Economie de rente et culture rentière. Naqd, Revue d'études et de critique sociale, n°36, Alger, mars-avril (printemps?été) 2018, 700 DA, 262 pages (51 en arabe et 211 en français).



Il est évident que la présence de ressources provenant de réserves naturelles, minières ou autres (donc, en Algérie, ce sont surtout les hydrocarbures: gaz et pétrole brut), et leur dépendance par rapport aux marchés extérieurs finit par avoir un effet dévastateur sur les modes de production et d'échange des richesses... l'échange marchand généralisé devenant, pour l'essentiel, un échange sans équivalent travail. Il est évident alors qu'une économie de la rente va s'installer finissant par avoir un effet sur la culture dominante.

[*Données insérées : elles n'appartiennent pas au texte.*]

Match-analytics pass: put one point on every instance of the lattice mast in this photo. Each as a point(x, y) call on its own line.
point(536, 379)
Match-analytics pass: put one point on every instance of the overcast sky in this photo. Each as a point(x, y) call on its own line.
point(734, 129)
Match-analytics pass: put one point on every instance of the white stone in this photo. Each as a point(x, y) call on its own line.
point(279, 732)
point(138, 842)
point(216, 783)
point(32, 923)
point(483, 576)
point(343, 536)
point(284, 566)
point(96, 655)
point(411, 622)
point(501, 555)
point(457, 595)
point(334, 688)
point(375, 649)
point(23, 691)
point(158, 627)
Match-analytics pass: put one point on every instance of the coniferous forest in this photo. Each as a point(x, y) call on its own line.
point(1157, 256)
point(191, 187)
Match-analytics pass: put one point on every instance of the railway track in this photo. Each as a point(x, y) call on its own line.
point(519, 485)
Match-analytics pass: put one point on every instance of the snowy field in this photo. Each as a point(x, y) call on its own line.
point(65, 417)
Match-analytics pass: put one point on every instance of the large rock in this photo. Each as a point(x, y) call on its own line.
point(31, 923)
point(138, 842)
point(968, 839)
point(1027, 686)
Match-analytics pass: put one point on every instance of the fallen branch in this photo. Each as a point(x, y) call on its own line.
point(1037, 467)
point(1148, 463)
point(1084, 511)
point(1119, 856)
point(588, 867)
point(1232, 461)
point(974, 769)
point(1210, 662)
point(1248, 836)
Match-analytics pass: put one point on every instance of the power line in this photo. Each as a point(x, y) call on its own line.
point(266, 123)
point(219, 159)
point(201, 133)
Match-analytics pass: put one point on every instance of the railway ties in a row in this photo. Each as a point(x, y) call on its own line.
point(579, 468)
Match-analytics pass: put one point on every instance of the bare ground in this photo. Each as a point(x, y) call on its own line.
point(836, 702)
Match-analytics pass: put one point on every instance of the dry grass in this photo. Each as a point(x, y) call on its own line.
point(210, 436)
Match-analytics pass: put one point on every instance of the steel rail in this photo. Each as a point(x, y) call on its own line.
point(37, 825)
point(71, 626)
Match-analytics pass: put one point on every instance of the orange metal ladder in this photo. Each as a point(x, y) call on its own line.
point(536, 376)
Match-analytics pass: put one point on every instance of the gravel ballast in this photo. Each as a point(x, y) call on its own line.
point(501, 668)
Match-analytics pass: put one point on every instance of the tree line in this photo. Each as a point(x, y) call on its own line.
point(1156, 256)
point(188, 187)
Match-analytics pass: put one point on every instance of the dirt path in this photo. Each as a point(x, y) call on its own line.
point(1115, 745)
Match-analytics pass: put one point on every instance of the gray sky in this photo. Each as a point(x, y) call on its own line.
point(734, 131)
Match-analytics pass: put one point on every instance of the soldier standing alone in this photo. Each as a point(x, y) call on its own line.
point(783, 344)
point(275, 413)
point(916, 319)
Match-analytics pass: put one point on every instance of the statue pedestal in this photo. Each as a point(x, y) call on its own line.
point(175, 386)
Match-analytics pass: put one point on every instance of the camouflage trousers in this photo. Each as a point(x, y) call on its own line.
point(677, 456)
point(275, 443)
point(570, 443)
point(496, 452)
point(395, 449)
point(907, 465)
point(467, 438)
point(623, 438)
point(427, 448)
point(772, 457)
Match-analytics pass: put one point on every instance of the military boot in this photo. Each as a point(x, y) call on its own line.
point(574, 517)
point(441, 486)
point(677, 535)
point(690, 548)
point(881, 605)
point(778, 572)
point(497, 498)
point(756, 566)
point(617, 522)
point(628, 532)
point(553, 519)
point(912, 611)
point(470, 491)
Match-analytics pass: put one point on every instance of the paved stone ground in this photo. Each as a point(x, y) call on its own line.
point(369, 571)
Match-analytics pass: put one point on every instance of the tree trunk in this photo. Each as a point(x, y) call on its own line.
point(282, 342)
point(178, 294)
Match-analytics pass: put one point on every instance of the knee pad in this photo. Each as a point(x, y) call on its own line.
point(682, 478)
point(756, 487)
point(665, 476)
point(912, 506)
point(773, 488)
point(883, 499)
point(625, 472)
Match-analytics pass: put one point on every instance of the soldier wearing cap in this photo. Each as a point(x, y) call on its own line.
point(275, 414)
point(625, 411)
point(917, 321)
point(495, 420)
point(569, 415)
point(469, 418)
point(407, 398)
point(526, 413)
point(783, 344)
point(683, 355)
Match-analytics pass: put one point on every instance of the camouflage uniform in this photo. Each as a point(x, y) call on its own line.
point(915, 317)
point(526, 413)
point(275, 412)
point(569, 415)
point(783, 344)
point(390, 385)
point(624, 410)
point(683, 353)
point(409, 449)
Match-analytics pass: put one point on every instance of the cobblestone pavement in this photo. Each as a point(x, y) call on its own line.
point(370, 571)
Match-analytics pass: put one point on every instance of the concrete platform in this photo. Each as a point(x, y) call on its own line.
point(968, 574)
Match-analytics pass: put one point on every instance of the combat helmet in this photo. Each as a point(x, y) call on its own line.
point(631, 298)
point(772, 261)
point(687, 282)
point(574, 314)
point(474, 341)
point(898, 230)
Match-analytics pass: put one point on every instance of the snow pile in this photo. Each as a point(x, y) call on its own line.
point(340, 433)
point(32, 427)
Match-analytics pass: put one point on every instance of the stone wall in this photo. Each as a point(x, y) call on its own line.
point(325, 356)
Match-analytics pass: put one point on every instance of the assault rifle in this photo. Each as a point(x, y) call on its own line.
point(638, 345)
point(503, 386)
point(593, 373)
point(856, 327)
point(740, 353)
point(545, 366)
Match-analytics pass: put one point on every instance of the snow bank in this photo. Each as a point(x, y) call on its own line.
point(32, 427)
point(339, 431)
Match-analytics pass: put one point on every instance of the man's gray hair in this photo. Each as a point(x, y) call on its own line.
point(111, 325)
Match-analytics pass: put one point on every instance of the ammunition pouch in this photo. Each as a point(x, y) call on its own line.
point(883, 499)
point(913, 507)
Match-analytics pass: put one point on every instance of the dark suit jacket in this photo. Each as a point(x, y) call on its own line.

Il est tout aussi évident que l'absence de la valeur-travail dans toute société ne peut laisser place qu'à des dérives de toutes sortes: corruption, clientélisme, absence de liberté, violence sociale...

Mais il n'est pas du tout évident de «décrypter» ces mécanismes devenus, par la force des choses... ainsi que par des volontés perverses, de véritables systèmes, mis en place dans les Etats rentiers. Tâche difficile mais non insurmontable, confiée à des chercheurs éminents avec, pour objectif, chacun dans le domaine qui lui est propre, devant tenter d'éclairer les logiques créant et produisant à grande échelle les pratiques rentières «prédatrices et liberticides».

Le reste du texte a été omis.